Une Commission d’Enquête parlementaire, présidée par Meyer Habib, a été chargée de rechercher d’éventuels dysfonctionnements de la justice et de la police dans l’affaire Sarah Halimi. Le député des Français de l’étranger ne cache pas le dégoût et la frustration endurés durant ces 5 mois, les trous de mémoire des témoins qui n’avaient jamais été interrogés, une reconstitution qui n’avait jamais eu lieu, les mensonges, la solitude, le silence des médias…

Dans les premiers jours de 2022, il a fait part de ses doutes sur i24 : « J’attends le rapport de la commission, mais je ne suis pas sûr de le signer, » a-t-il précisé.

Un ouvrage collectif intitulé L’Affaire Sarah Halimi, ou l’éradication du sujet, sous la direction de Michel Gad Wolkowicz, sort en janvier chez David Reinharc Éditions.

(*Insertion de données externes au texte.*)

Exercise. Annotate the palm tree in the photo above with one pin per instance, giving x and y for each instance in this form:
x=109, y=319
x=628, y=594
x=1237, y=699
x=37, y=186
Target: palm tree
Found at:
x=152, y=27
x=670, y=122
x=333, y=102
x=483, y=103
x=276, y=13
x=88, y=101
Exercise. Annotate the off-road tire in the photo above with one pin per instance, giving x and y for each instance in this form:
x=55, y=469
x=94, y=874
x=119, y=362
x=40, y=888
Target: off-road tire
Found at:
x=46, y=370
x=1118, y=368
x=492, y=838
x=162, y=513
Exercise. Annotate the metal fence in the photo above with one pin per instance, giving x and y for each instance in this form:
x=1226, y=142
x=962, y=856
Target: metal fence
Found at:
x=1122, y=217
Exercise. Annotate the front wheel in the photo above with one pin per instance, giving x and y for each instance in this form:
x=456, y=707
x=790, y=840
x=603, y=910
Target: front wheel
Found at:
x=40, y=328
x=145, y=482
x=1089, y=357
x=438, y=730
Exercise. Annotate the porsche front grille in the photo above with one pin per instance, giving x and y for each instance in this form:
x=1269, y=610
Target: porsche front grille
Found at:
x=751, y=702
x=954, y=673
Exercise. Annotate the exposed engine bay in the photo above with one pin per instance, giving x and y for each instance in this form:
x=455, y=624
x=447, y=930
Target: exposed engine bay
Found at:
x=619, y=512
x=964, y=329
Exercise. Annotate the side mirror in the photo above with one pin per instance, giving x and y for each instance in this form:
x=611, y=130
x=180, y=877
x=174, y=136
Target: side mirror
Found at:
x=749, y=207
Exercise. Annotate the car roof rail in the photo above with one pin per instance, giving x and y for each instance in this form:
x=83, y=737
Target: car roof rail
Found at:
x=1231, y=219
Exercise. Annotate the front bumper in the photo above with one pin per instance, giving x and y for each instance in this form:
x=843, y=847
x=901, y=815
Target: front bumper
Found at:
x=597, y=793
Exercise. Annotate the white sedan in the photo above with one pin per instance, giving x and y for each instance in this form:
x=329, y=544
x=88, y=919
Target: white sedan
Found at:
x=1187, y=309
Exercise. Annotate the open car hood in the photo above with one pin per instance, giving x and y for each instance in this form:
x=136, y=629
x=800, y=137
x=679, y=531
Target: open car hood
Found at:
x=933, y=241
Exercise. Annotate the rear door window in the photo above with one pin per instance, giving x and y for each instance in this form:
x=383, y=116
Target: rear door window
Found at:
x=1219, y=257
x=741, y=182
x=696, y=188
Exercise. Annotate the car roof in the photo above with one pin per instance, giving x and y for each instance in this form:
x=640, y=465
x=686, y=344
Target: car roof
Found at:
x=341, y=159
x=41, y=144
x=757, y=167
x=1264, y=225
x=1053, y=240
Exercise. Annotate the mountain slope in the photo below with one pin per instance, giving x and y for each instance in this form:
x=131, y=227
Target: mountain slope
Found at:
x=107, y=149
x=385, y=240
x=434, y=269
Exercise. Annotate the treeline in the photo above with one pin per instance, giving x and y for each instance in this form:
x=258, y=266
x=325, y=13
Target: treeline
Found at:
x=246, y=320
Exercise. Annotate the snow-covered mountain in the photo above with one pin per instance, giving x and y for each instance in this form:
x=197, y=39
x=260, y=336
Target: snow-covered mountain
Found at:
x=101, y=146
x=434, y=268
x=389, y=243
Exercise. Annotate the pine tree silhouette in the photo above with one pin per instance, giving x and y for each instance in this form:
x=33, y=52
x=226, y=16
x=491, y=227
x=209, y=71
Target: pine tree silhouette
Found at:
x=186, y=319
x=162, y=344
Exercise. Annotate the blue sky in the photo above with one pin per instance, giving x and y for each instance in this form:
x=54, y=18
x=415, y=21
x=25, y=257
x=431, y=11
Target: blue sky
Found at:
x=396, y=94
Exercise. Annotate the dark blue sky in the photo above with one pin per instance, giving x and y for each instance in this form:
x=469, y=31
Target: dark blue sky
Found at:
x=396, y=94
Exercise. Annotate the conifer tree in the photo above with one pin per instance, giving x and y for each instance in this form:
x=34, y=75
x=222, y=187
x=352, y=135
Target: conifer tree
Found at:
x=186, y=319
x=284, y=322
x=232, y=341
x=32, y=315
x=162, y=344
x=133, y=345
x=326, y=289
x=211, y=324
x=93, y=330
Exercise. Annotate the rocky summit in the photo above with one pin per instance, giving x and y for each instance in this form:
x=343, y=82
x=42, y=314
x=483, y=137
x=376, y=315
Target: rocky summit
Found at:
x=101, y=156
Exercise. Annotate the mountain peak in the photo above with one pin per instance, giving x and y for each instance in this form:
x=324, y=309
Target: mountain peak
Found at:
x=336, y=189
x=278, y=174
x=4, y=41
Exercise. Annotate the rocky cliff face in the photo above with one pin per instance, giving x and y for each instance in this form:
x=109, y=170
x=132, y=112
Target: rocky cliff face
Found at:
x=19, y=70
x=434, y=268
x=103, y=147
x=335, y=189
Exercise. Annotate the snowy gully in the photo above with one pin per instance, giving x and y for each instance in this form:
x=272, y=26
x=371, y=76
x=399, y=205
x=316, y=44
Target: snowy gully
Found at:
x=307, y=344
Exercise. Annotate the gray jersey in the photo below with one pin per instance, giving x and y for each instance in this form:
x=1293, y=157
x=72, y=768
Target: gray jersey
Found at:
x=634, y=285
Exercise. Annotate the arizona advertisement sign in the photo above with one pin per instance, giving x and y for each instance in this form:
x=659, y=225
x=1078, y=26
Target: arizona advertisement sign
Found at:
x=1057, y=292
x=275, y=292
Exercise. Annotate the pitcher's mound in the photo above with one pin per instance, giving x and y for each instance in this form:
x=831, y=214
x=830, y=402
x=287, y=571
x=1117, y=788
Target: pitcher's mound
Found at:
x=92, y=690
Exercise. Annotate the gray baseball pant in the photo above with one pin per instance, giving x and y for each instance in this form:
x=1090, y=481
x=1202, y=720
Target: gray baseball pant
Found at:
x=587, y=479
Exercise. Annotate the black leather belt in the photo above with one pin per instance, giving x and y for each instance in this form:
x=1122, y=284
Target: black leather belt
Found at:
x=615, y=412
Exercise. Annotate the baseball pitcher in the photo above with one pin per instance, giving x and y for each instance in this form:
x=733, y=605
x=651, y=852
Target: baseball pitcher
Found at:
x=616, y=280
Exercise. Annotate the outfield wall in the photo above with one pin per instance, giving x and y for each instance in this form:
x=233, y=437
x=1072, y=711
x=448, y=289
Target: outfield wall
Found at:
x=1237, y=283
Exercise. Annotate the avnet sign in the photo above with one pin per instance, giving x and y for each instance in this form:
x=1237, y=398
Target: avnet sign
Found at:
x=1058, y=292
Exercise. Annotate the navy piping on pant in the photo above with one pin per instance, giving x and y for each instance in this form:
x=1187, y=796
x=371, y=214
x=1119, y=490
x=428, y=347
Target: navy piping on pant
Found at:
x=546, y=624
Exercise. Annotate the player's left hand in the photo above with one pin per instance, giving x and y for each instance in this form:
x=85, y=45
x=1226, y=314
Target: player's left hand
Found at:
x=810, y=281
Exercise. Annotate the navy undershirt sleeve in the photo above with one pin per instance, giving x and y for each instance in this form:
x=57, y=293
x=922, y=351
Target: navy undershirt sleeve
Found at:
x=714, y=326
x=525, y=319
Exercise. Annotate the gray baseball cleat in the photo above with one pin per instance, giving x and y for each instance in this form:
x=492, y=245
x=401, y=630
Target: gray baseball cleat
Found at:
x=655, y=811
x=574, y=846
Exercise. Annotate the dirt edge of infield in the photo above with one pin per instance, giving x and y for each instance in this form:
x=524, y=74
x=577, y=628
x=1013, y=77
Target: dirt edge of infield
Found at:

Il rassemble une dizaine d’auteurs, psychanalystes, journalistes, historiens, avocats, qui conduisent à une autre lecture du sujet [1].


Sarah Halimi est morte défenestrée le 4 avril 2017 à 4h50 du matin à Belleville. Pendant 40 minutes, le quartier a été tenu en éveil par ses hurlements mêlés aux imprécations de son tortionnaire. Les voisins ont alerté la police. Que pouvaient-ils faire de plus ?

La police, présente en nombre, a protégé les lieux. Elle n’est pas intervenue. Les sapeurs-pompiers n’ont pu que constater le décès.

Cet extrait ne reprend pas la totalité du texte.